From 73ca1e0bbf993fa3b856474f6b05a464ef99c366 Mon Sep 17 00:00:00 2001
From: Bob Mottram <bob@robotics.uk.to>
Date: Sat, 5 Mar 2016 15:42:23 +0000
Subject: [PATCH] Search engine access control

---
 src/freedombone | 22 ++++++++++++++--------
 1 file changed, 14 insertions(+), 8 deletions(-)

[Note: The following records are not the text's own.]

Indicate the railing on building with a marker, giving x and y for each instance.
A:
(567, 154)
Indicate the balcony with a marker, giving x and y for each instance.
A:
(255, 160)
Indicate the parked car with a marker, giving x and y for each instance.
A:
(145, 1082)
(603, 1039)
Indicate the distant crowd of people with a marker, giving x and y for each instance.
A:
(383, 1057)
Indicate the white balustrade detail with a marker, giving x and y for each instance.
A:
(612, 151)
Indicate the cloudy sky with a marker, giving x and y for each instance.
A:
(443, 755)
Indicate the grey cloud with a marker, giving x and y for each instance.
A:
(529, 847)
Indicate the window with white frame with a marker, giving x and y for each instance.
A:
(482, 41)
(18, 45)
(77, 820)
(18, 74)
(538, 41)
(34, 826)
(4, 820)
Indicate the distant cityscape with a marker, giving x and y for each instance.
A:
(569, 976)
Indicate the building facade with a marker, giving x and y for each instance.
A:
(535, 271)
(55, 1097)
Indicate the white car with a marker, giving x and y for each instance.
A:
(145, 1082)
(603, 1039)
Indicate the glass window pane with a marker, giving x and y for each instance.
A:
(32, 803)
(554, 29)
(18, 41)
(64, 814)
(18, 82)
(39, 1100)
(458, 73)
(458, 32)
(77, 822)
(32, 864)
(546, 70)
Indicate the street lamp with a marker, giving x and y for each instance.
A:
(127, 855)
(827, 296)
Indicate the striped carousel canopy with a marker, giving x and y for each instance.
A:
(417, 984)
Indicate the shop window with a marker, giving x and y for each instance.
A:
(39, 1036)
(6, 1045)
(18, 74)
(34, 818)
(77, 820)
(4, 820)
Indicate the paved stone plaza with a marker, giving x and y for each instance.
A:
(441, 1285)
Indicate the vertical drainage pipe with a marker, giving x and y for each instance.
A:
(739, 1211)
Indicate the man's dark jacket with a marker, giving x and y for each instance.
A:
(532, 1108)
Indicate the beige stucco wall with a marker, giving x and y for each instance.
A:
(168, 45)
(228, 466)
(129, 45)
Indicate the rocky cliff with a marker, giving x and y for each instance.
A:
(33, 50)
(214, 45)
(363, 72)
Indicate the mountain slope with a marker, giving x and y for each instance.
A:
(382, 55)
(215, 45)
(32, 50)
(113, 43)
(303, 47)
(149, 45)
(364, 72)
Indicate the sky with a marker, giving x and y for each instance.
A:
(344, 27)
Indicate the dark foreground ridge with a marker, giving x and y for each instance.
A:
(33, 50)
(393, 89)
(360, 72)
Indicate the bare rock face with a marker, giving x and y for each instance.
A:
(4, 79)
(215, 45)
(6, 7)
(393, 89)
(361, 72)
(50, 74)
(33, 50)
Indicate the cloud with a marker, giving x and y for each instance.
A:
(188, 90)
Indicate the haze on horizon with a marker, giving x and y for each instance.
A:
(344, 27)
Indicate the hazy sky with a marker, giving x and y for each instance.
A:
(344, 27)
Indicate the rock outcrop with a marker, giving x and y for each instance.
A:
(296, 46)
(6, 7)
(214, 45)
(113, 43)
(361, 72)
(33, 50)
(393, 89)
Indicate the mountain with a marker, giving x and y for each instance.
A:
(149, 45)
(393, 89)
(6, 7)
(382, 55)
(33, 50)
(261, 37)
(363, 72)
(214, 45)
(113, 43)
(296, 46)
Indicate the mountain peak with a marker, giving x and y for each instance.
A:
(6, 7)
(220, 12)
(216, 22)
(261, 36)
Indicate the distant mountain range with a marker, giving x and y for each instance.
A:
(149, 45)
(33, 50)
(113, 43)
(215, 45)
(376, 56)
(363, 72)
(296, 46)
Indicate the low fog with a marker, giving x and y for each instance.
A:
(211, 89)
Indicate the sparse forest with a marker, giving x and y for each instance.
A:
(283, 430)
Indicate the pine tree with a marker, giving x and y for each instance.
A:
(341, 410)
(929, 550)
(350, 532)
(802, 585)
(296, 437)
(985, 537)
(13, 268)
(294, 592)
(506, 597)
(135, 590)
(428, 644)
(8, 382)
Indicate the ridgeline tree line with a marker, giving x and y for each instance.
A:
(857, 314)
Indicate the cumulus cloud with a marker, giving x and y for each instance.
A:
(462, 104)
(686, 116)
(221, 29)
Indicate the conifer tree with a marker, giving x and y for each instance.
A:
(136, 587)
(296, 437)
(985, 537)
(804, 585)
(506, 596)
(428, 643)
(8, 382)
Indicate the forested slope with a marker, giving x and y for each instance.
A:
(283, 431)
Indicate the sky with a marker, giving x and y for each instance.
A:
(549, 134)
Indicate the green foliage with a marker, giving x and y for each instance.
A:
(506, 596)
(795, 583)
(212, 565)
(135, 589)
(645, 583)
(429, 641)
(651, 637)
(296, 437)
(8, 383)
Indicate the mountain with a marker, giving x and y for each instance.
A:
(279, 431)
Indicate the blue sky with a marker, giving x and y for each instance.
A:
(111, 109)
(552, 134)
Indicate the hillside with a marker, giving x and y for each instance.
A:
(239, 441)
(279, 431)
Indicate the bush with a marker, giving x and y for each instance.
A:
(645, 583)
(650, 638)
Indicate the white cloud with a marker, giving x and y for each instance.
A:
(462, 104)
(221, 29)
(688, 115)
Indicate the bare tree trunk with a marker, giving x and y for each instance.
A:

diff --git a/src/freedombone b/src/freedombone
index 2e4805d6..6c3d5d08 100755
--- a/src/freedombone
+++ b/src/freedombone
@@ -257,6 +257,7 @@ SEARCH_ENGINE_COMMIT='fee556c9904637051a9ba874ba7e71cd9f10789f'
 SEARCH_ENGINE_PATH=/etc
 SEARCH_ENGINE_ONION_PORT=8094
 SEARCH_ENGINE_ONION_HOSTNAME=
+SEARCH_ENGINE_LOGIN_TEXT=$"Search engine login"
 
 GPG_KEYSERVER="hkp://keys.gnupg.net"
 
@@ -6235,6 +6236,15 @@ function install_web_server {
     echo 'install_web_server' >> $COMPLETION_FILE
 }
 
+function install_web_server_access_control {
+    if [ ! -f /etc/pam.d/nginx ]; then
+        echo '#%PAM-1.0' > /etc/pam.d/nginx
+        echo '@include common-auth' >> /etc/pam.d/nginx
+        echo '@include common-account' >> /etc/pam.d/nginx
+        echo '@include common-session' >> /etc/pam.d/nginx
+    fi
+}
+
 function configure_php {
     sed -i "s/memory_limit = 128M/memory_limit = ${MAX_PHP_MEMORY}M/g" /etc/php5/fpm/php.ini
     sed -i 's/;cgi.fix_pathinfo=1/cgi.fix_pathinfo=0/g' /etc/php5/fpm/php.ini
@@ -9160,14 +9170,7 @@ function install_gnu_social_markdown {
 }
 
 function install_search_engine {
-    # Note: having a search engine is a nice idea, but at present there are a couple
-    # of problems. One is that there is no access control, such that J random web surfer
-    # could use your search engine. Secondly, the outgoing connection to other search
-    # engines currently can't be socks5 proxied. This potentially causes legal liability
-    # issues for the user - (i) providing secondard services beyond household members
-    # and (ii) adversaries could try to incriminate you by searching for things illegal
-    # within your zone.
-    # Until these factors are addressed it's unwise to have this enabled by default.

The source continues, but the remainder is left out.